Certaines dérives appellent à un encadrement et à la mise en place de bonnes pratiques.
AD : Les remboursements des complémentaires sont pointés du doigt (Lire notre article Les complémentaires jouent-elles le jeu du 100 % Santé ?). Quels sont les retours des associations de patients à ce sujet ?
GR : Des informations convergentes confirment une hausse des cotisations des complémentaires santé, en particulier pour les patients les plus fragiles qui ont des contrats seniors ou des contrats d’entrée de gamme. Pourtant, les modalités du 100 % Santé ont été négociées et arrêtées par tous les acteurs du dispositif, y compris les complémentaires santé. Ces dernières n’ont pas manqué de faire des études d’impact sur leurs coûts avant de s’engager. Nous sommes véritablement préoccupés par les dérives de certaines complémentaires et nous veillons à ce que les hausses de cotisations n’explosent pas car elles compromettraient l’esprit de la réforme. Nous sommes attentifs au développement positif de celle-ci car pour nous, elle est essentielle. Nous engagerons assurément une évaluation sur tous ces points de vigilance.
AD : Fin 2019, France Assos Santé publiait une enquête BVA1 montrant qu’un Français sur deux (49 %) a déjà dû reporter ou renoncer à des soins, faute de médecin disponible. Pensez-vous que l’offre de soins en ORL est un frein à la réussite du 100 % Santé ? (Lire notre dossier Malentendant cherche prescripteur)
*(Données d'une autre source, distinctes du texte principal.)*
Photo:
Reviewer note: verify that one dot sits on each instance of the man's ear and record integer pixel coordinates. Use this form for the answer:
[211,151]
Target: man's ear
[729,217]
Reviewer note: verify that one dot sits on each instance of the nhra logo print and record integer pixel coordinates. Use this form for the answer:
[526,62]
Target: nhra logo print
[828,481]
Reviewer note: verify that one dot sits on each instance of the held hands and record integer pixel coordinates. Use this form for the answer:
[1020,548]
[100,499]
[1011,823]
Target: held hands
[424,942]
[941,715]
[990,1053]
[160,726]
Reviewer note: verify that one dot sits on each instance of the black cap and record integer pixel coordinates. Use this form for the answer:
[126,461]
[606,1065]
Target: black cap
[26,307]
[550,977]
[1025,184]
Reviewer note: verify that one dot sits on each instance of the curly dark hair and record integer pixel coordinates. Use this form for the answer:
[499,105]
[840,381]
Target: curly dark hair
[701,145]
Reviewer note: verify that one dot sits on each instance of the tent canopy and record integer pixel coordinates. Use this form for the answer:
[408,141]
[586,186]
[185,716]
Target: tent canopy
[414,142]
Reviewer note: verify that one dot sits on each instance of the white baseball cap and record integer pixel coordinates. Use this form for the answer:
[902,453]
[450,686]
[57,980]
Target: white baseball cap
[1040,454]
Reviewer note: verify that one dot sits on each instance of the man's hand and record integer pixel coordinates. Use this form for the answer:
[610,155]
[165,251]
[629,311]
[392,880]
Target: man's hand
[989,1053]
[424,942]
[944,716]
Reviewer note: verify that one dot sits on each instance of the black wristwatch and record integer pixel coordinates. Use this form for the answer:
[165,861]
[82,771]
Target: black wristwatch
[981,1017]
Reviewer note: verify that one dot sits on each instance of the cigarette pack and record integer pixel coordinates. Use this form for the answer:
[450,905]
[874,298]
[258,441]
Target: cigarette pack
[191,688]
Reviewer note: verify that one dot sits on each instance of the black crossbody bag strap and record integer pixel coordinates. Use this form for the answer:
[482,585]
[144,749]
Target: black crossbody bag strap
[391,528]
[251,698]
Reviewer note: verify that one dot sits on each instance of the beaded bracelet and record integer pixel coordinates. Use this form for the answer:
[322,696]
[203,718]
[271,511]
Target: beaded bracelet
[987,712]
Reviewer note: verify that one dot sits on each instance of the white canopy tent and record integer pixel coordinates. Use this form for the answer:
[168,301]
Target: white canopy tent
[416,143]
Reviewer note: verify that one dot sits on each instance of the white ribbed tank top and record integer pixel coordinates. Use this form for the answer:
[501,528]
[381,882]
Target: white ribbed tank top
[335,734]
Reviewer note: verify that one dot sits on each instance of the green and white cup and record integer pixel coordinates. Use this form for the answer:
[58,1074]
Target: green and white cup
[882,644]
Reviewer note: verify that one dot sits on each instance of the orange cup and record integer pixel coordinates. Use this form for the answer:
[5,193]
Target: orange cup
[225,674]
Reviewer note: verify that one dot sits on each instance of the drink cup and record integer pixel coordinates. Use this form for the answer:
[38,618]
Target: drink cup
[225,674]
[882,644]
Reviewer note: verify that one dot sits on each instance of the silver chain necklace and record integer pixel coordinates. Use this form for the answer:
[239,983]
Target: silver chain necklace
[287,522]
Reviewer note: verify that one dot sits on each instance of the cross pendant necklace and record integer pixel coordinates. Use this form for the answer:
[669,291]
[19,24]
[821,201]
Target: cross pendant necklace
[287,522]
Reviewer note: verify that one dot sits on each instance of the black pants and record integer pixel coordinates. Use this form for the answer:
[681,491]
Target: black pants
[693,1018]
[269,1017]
GR : L’enquête a montré que 35 % des personnes ayant pris un rendez-vous chez un ORL l'ont obtenu avec un délai d'un mois au moins et 15 % dans un délai de 3 mois et plus. Ces chiffres ne font que confirmer l’état critique de notre système de santé. L’accessibilité à des soins de qualité est de plus en plus difficile. Je crois qu’aujourd’hui la situation est suffisamment grave pour qu’on soit responsable et raisonnable. Je pense qu’on a tout intérêt à laisser les revendications corporatistes de côté pour se mettre autour de la table et tenter de sauver le système. La pénurie de spécialistes impose une réorganisation de l’offre de soins pour l’adapter aux besoins de la population. Je doute que les généralistes puissent pallier ce manque. Il faut ainsi que soient revues les missions des uns et des autres, leur formation, que soient mis en place des outils modernes comme la télémédecine, que se constituent des équipes pluridisciplinaires avec des points relais. Tout cela doit se construire avec tous les acteurs et les patients. Le problème d’organisation actuel constitue un frein certain à la réussite du 100 % Santé. Le système est périmé et doit être transformé.